When cyberspace can’t stop you, you can still walk barefoot on the streets

It was supposed to be the perfect start to the season, with the sun setting over the Olympic Village and the crowds gathered around the track.

Then, one of the world’s greatest racers, Stacy Adams, was diagnosed with a form of cystic fibrosis.

She’s been fighting the disease since her childhood in Connecticut, but now she’ll be unable to walk the streets with her family, who have been unable to afford the cost of transportation.

“We’re still in the process of figuring out what to do, so we’ll be making some decisions in the next couple of weeks,” said Adams’ husband, Ryan Adams.

Their two young daughters are still at home, but their mom and dad have decided to stay home with her.

Ryan says they’ve tried to help their mother by paying for the bus, which runs every 15 minutes to the track, but it just wasn’t possible.

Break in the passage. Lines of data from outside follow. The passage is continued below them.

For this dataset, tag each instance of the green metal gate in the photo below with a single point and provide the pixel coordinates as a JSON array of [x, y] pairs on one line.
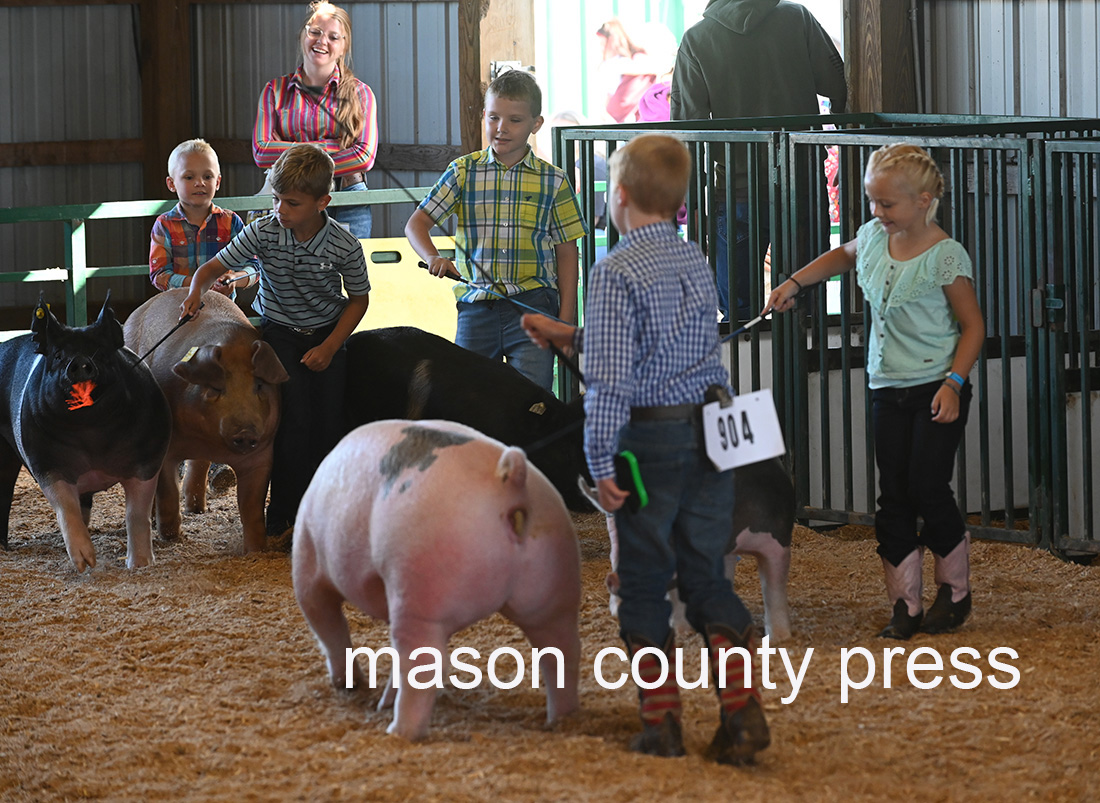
[[1021, 196]]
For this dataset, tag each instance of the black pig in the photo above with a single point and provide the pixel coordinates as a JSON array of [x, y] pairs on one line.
[[81, 413], [403, 372]]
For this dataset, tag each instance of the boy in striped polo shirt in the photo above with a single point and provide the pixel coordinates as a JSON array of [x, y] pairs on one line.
[[518, 220], [307, 262]]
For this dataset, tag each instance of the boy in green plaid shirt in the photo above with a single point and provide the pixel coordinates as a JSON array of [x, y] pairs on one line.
[[518, 222]]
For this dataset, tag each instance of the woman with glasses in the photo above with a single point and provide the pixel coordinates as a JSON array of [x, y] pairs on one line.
[[325, 103]]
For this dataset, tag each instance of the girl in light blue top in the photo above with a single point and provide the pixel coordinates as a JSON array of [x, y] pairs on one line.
[[925, 334]]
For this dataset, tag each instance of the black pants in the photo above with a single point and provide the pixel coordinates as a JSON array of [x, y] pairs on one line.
[[312, 419], [916, 461]]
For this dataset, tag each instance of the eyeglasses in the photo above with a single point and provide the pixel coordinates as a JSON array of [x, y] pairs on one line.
[[318, 33]]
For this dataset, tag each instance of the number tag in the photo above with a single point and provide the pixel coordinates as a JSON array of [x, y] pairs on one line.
[[745, 432]]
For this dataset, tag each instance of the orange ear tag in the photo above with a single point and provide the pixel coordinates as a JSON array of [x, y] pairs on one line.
[[81, 395]]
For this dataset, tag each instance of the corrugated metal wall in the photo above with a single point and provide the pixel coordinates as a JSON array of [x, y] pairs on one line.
[[1011, 57], [72, 73]]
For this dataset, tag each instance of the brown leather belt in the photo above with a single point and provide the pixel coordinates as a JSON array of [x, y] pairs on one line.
[[352, 178], [670, 413]]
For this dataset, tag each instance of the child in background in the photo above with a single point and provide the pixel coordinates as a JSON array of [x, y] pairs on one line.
[[926, 332], [518, 220], [307, 262], [196, 230], [652, 359]]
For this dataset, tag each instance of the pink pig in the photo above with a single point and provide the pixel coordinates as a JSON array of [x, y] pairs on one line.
[[431, 526]]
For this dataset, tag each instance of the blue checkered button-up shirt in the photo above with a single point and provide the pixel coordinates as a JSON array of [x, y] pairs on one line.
[[650, 337]]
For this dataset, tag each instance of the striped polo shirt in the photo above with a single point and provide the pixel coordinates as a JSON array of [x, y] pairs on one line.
[[300, 282], [508, 221]]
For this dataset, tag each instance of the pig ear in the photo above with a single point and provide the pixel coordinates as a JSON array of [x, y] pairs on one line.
[[202, 367], [108, 327], [44, 327], [266, 365]]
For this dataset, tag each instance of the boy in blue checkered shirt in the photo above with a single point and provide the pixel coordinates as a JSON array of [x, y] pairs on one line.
[[651, 355], [518, 220]]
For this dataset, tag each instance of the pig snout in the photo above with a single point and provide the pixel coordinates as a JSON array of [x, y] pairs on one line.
[[80, 369], [240, 437]]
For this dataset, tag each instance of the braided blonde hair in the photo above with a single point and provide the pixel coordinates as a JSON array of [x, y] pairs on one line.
[[916, 165], [350, 113]]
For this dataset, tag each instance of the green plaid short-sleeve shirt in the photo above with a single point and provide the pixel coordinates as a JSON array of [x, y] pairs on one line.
[[508, 221]]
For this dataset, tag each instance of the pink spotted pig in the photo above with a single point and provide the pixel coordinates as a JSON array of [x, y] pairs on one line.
[[431, 526]]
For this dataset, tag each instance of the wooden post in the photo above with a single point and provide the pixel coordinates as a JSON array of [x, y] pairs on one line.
[[165, 86], [471, 94], [879, 40], [488, 31]]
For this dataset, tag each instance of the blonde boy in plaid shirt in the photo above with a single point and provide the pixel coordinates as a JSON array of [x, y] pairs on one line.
[[518, 220]]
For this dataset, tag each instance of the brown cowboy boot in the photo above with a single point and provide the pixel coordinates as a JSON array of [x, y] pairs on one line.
[[659, 707], [744, 730], [953, 600], [903, 590]]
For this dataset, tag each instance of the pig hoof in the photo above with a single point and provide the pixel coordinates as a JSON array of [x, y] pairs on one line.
[[283, 541], [221, 480], [139, 562], [84, 558], [664, 739]]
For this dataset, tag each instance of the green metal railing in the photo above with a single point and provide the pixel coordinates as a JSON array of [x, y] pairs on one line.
[[1069, 337], [1013, 471], [74, 220]]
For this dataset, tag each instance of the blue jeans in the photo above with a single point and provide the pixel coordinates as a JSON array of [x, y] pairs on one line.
[[684, 529], [493, 329], [745, 307], [355, 218], [311, 422], [915, 457]]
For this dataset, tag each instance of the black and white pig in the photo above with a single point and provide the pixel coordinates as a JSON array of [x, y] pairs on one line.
[[83, 413], [404, 372]]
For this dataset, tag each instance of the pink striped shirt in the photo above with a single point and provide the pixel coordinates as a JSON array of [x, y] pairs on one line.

“She’s got a hard time walking in the streets,” he said.

“It’s just too dangerous for us to do it.”

As the season has progressed, so has the fight against cystic floccosis.

Ryan said the family is trying to help make sure their mom doesn’t become another statistic.

“If we had her walking the streets on a regular basis, she wouldn’t have to have this disease,” he explained.

The Adamses have taken their daughter out of the hospital and are staying in the house where they live, but they are planning to move the family back in with their parents after Thanksgiving.

For Ryan, the fight is more personal than financial.

“I don’t want her to become another example of what’s happened to other families, people like us who are just trying to get by,” he added.

We want to give back to people that have lost everything in this battle,” he told ABC News.